Socio-demographic influences on food purchasing among canadian households.
Sommaire de l'article
Objective:To characterize the relationships between selected socio-demographic factors and food selection among Canadian households.Design:A secondary analysis of data from the 1996 Family Food Expenditure survey was conducted (n=10 924). Household food purchases were classified into one of the five food groups from Canada’s Food Guide to Healthy Eating.

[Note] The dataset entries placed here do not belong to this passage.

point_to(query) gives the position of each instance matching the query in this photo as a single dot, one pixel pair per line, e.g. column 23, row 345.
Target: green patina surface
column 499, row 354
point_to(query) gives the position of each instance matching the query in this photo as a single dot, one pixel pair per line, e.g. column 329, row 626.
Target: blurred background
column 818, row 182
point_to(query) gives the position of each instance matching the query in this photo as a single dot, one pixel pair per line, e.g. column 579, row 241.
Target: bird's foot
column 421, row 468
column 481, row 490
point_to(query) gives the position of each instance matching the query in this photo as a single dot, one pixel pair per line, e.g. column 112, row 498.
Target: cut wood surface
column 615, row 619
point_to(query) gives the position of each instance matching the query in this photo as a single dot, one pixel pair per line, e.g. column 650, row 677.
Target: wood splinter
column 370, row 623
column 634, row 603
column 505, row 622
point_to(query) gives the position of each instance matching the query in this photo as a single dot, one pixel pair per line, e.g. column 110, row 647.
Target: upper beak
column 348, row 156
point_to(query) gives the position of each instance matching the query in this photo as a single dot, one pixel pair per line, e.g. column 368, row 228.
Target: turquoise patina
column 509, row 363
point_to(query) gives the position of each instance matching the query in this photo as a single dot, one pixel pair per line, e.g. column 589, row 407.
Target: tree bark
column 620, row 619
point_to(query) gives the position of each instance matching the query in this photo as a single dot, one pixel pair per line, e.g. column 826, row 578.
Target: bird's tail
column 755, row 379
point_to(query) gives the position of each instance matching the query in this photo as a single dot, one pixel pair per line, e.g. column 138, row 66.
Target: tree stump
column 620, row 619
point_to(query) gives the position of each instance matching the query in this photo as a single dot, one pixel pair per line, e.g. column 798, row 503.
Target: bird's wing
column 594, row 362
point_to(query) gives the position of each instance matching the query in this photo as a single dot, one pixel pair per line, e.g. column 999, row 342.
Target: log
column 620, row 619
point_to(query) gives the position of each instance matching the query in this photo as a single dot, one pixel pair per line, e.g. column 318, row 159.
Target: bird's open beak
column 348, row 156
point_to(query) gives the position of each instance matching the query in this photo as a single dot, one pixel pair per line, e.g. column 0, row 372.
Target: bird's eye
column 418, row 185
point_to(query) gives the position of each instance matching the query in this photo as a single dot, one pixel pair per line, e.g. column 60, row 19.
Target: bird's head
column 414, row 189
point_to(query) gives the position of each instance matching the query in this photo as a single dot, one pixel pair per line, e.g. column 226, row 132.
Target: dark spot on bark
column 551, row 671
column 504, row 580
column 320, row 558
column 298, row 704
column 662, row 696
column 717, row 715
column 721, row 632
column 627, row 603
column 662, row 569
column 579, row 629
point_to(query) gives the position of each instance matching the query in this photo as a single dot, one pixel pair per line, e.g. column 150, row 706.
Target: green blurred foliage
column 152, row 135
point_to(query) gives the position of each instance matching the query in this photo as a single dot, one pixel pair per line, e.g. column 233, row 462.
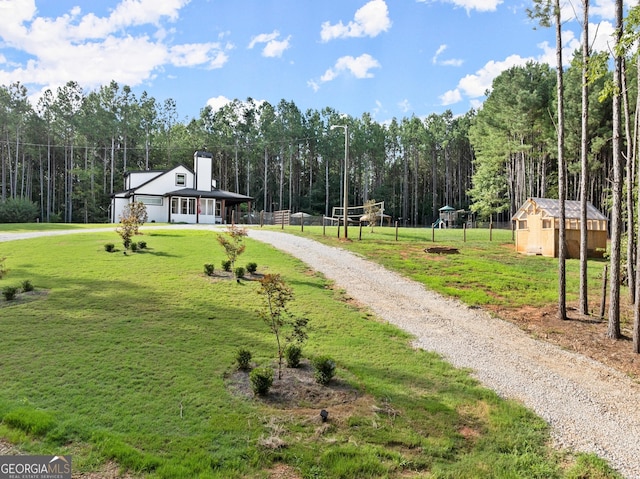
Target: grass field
column 126, row 358
column 486, row 271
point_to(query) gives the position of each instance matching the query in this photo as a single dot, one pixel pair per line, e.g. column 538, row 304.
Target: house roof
column 551, row 208
column 230, row 198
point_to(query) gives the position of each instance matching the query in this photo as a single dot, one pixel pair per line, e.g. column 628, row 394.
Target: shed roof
column 551, row 208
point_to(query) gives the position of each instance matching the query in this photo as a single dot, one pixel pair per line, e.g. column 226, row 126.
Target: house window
column 207, row 206
column 183, row 206
column 150, row 200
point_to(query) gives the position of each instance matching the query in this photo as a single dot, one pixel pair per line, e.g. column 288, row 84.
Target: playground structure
column 358, row 214
column 449, row 217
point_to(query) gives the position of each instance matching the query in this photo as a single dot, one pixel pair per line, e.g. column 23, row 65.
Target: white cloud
column 468, row 5
column 313, row 85
column 264, row 38
column 218, row 102
column 92, row 50
column 451, row 97
column 368, row 21
column 404, row 105
column 452, row 62
column 359, row 67
column 475, row 86
column 273, row 47
column 439, row 51
column 211, row 55
column 605, row 9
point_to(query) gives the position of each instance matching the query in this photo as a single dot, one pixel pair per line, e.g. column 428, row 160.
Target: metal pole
column 346, row 176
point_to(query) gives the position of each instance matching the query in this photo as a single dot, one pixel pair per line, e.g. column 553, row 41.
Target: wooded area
column 69, row 152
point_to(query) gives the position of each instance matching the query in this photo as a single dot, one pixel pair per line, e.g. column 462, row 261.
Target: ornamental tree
column 287, row 329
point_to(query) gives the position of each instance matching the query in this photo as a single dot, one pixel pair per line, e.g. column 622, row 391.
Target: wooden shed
column 537, row 228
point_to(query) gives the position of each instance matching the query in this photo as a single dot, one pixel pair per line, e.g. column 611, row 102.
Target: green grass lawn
column 126, row 358
column 487, row 270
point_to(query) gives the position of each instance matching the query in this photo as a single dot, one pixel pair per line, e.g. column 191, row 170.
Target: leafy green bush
column 243, row 358
column 9, row 292
column 261, row 380
column 18, row 210
column 293, row 354
column 325, row 368
column 252, row 267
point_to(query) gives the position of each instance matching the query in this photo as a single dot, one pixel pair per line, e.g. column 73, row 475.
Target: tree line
column 69, row 153
column 543, row 131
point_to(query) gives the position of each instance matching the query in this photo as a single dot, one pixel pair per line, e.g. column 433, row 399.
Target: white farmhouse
column 179, row 195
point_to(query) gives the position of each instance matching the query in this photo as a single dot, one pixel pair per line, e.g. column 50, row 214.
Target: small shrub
column 9, row 293
column 261, row 380
column 252, row 267
column 293, row 354
column 243, row 358
column 325, row 368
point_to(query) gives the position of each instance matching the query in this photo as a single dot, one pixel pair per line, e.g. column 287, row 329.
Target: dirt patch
column 584, row 334
column 297, row 389
column 22, row 298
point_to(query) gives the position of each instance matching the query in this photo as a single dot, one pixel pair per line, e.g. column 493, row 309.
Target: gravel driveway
column 590, row 407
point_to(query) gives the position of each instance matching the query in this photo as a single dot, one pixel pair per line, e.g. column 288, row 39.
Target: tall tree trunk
column 636, row 309
column 584, row 162
column 613, row 329
column 631, row 243
column 562, row 246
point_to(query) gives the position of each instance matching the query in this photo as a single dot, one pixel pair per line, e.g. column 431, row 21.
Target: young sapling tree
column 287, row 329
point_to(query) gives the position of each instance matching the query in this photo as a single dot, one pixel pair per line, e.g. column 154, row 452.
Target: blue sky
column 390, row 58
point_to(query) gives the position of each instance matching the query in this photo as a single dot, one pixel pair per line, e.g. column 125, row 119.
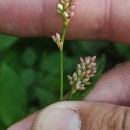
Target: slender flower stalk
column 64, row 8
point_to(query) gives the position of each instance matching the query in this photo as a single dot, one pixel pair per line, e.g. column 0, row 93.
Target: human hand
column 112, row 88
column 27, row 18
column 94, row 19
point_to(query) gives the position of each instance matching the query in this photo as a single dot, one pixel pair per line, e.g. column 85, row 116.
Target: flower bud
column 65, row 15
column 72, row 7
column 54, row 38
column 71, row 14
column 58, row 37
column 69, row 77
column 60, row 7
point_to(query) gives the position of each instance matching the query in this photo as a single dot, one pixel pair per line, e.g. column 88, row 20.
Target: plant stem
column 61, row 63
column 61, row 75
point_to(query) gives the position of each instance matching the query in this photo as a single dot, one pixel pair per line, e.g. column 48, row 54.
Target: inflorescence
column 84, row 72
column 65, row 8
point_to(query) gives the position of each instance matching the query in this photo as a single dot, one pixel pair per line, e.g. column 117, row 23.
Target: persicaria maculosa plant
column 87, row 69
column 64, row 8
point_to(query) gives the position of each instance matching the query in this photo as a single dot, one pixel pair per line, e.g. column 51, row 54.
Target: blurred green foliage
column 29, row 71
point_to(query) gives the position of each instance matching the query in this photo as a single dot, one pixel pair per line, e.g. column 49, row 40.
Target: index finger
column 94, row 19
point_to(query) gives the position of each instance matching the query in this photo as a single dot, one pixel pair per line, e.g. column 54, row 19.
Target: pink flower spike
column 71, row 14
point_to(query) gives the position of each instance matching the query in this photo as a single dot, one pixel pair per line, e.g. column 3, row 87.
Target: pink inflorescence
column 84, row 72
column 65, row 8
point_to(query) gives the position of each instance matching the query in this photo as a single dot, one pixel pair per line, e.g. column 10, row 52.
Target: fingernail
column 59, row 119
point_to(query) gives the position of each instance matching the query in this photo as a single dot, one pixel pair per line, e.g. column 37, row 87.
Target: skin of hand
column 112, row 88
column 104, row 19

Parametric and non-parametric modelling techniques were employed to analyse the effects of household size, composition, income and education on the proportion of income spent on each food group and the quantity purchased from each food group.Results:Household size, composition, income and education together explained 21-29% of the variation in food purchasing. Households with older adults spent a greater share of their income on vegetables and fruit (P<0.0001), whereas households with children purchased greater quantities of milk products (P<0.0001). Higher income was associated with purchasing more of all food groups (P<0.0001), but the associations were nonlinear, with the strongest effects at lower income levels. Households where the reference person had a university degree purchased significantly more vegetables and fruit, and less meat and alternatives and 'other' foods (P<0.0001), relative to households with the lowest education level.Conclusions:Household socio-demographic characteristics have a strong influence on food purchasing, with the purchase of vegetables and fruit being particularly sensitive. Results reinforce concerns about constraints on food purchasing among lower income households. Furthermore, the differential effects of income and education on food choice need to be considered in the design of public health interventions aimed at altering dietary behaviour.European Journal of Clinical Nutrition advance online publication, 18 January 2006; doi:10.1038/sj.ejcn.1602382.